In summary, Keill’s anatomical texts provided sound basic knowledge to generations of students, and his physiology may at least be considered a rational attempt at quantification. In his own century, however, his reputation declined as vitalistic trends overshadowed the quantitative approach in English physiology.

BIBLIOGRAPHY

I. Original Works. For the most complete listing of Keill’s anatomical and physiological works, see K. F. Russell, British Anatomy 1525–1800 a Bibliography (Melbourne, 1963,) pp. 146–150. He lists 18 English eds. of Keill’s Anatomy, a French ed., and possibly Dutch and Latin translations, making the work the most popular anatomical epitome of its time.
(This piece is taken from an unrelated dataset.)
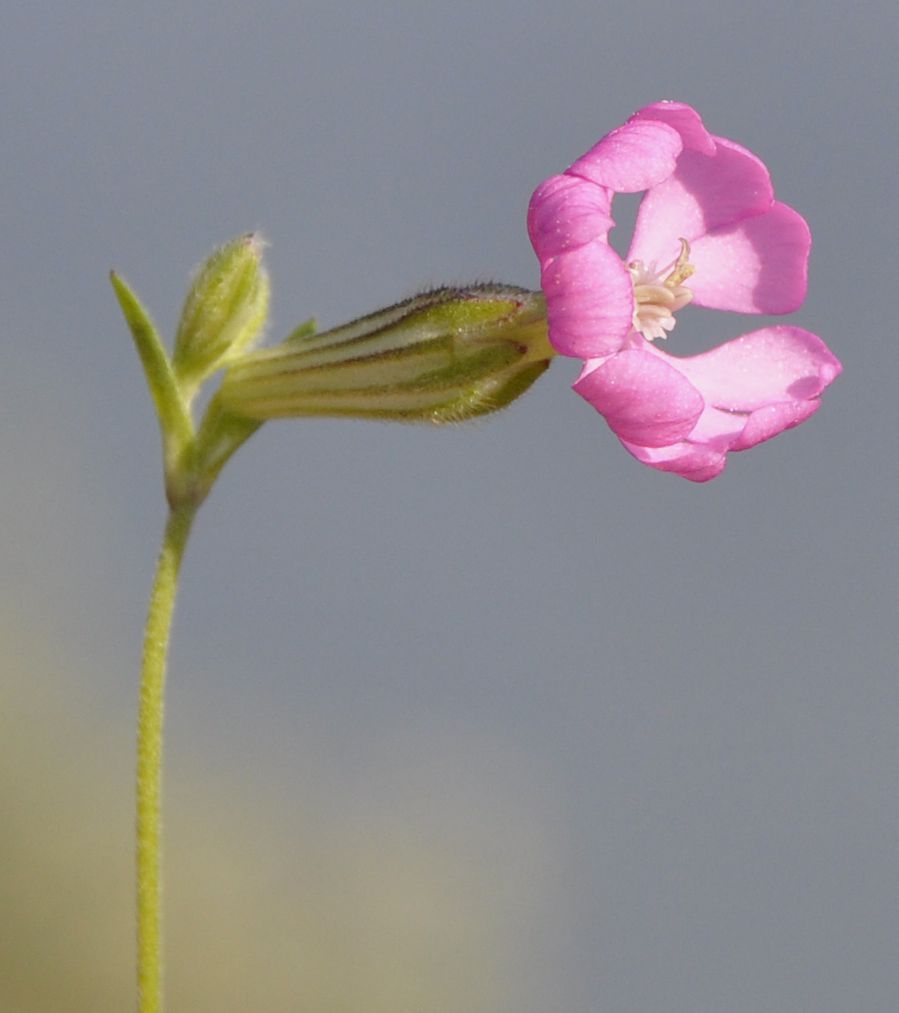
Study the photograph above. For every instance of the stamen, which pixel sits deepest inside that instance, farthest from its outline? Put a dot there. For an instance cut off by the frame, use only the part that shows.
(659, 294)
In the Philosophical Transactions of the Royal Society Keill published “An Account of the Death and Dissection of John Bayles, of Northampton, Reputed to Have Been 130 Years Old,” 25 (1706), 2247–2252; and “De viribus cordis epistola,” 30 (1719), 995–1000. Keill was responsible for Nicolas Lemery’s A Course of Chymistry. . .the Third Edition, Translated from the Eighth Edition in the French (London, 1698).

II. Secondary Literature. The only recent review of Keill’ life is F. M. Valadez and C. D. O’ Malley, “James Keill of Northampton, Physician, Anatomist and Physiologist,” in Medical History, 15 (1917), 317–335. A more detailed consideration of Keill’s physiology is offered by T. M. Brown in his dissertation, The Mechanical Philosophy and the “Animal Oeconomy”—a Study in the Development of English Physiology in the Seventeenth and Early Eighteenth Century (Princeton, 1968).